Primr treats **research artifacts** and **shipping artifacts** as different classes of output. Intermediate research steps such as scrape summaries, gap-analysis notes, source inventories, contradiction findings, and section briefs optimize for consistency, provenance, and parseability. Their formatting matters far less than whether they are complete and structured enough to feed later stages reliably.

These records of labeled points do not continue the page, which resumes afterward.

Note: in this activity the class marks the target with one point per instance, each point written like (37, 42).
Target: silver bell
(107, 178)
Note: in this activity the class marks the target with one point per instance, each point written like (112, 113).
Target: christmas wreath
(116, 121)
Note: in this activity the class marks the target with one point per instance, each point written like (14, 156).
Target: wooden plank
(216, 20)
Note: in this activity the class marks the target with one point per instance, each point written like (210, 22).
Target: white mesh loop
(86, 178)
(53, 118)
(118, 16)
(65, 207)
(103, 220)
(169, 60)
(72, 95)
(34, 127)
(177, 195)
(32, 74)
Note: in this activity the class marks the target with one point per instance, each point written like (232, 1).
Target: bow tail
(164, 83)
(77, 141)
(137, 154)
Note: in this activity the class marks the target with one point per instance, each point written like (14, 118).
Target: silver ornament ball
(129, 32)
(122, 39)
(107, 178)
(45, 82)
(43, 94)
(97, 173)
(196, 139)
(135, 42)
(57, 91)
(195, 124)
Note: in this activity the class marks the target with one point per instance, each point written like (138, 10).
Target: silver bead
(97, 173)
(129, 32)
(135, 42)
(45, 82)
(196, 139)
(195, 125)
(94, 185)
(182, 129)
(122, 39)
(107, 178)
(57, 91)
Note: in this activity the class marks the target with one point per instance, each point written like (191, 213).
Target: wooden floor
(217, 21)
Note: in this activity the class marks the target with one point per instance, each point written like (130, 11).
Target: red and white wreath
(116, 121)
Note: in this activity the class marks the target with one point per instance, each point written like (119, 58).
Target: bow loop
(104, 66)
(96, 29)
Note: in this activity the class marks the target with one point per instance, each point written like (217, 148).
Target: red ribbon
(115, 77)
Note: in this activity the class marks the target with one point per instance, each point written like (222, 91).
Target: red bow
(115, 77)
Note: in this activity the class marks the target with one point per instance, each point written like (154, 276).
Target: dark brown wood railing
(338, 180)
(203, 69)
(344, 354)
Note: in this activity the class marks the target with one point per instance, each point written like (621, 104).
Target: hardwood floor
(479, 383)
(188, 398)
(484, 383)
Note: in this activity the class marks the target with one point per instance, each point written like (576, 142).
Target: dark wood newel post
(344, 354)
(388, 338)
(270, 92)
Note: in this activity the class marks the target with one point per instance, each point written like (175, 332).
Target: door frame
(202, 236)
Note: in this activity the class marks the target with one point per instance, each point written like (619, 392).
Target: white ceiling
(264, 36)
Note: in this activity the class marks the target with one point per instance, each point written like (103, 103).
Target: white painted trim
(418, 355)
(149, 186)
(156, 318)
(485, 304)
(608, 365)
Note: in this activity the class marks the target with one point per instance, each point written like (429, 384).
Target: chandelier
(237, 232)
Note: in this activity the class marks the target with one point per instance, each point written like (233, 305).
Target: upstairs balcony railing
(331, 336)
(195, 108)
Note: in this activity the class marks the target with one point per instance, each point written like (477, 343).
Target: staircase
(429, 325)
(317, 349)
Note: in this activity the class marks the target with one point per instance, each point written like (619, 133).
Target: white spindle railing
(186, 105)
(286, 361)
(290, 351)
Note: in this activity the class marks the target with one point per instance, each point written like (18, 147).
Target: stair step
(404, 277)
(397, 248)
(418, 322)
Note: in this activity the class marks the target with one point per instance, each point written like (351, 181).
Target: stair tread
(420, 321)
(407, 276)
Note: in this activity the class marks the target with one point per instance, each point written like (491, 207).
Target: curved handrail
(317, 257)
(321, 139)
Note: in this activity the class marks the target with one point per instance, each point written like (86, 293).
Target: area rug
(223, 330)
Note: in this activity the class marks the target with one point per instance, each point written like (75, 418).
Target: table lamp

Final reports and strategy documents are different. Those artifacts must ship cleanly as Markdown, TXT, DOCX, and eventually PDF, so Primr treats them as a stricter output contract with deterministic cleanup, citation normalization, validation gates, and renderer hardening.

What is already in place:
- Final-document canonicalization before shipping so report/strategy artifacts are normalized into a stable shape before MD/TXT/DOCX rendering
- Typed generated-section normalization at the section-writing seam, including validation-line cleanup, embedded reference stripping, and citation extraction
- Mixed-format parsing resilience so section batches can recover cleanly even if the model blends XML-style section envelopes with legacy `##` headings
- Cleaner artifact validation for rendered DOCX outputs, including reduced false positives from literal `#` content inside tables

Near-term work remains focused on pushing more structure upstream into the long-form writing steps, reducing arbitrary markdown repair before shipping, and strengthening artifact gates against real-world failed artifacts.

## Modes

| Mode | What it does | Time | Cost |
|------|--------------|------|------|
| Default | Grok 4.3 hybrid + AI Strategy (recon auto-detects platform) | ~35-50 min | ~$0.60 |
| `--platform ms` | Microsoft Azure + NVIDIA private cloud strategy | ~45-60 min | ~$0.65 |
| Default + multi-platform | Add `--platform aws azure` | ~45-60 min | ~$0.65 |
| Default + strategy type | Add `--strategy-type customer_experience` | ~35-50 min | ~$0.60 |
| `--grok-tier fast` | Grok 4.1 everywhere (cheaper, slightly lower quality) | ~30-45 min | ~$0.47 |
| `--grok-tier max` | Grok 4.3 everywhere (deeper reasoning across writing too) | ~35-50 min | ~$2.50 |
| `--premium` | Gemini + Deep Research + AI Strategy | 50-75 min | ~$5 |
| `--premium --platform ms` | Premium + Microsoft/NVIDIA | 75-120 min | $6-9 |
| `--premium --lite` | Pro model instead of DR for AI Strategy | 50-80 min | ~$4 |
| `--mode scrape` | Crawl site + extract insights only | 5-10 min | $0.10 |
| `--mode deep` | Gemini Deep Research on external sources only | 10-15 min | $2.50 |
| `primr recon` | DNS intelligence only (no API keys needed) | 2-3 sec | $0.00 |

The default `primr` command auto-detects: when `XAI_API_KEY` is set, it uses the Grok 4.3 hybrid pipeline (4.3 for reasoning-heavy stages, 4.1-fast for bulk writing) at ~$0.60/run. The standard pipeline includes research deepening, cross-validation, trust-polish, citation normalization, and constrained-evidence reasoning. Strategy types (`ai`, `customer_experience`, `modern_security_compliance`, `data_fabric_strategy`) are YAML-defined and auto-discovered — run `primr --list-strategies` for details. DDG searches are free. Use `--dry-run` for accurate cost estimates.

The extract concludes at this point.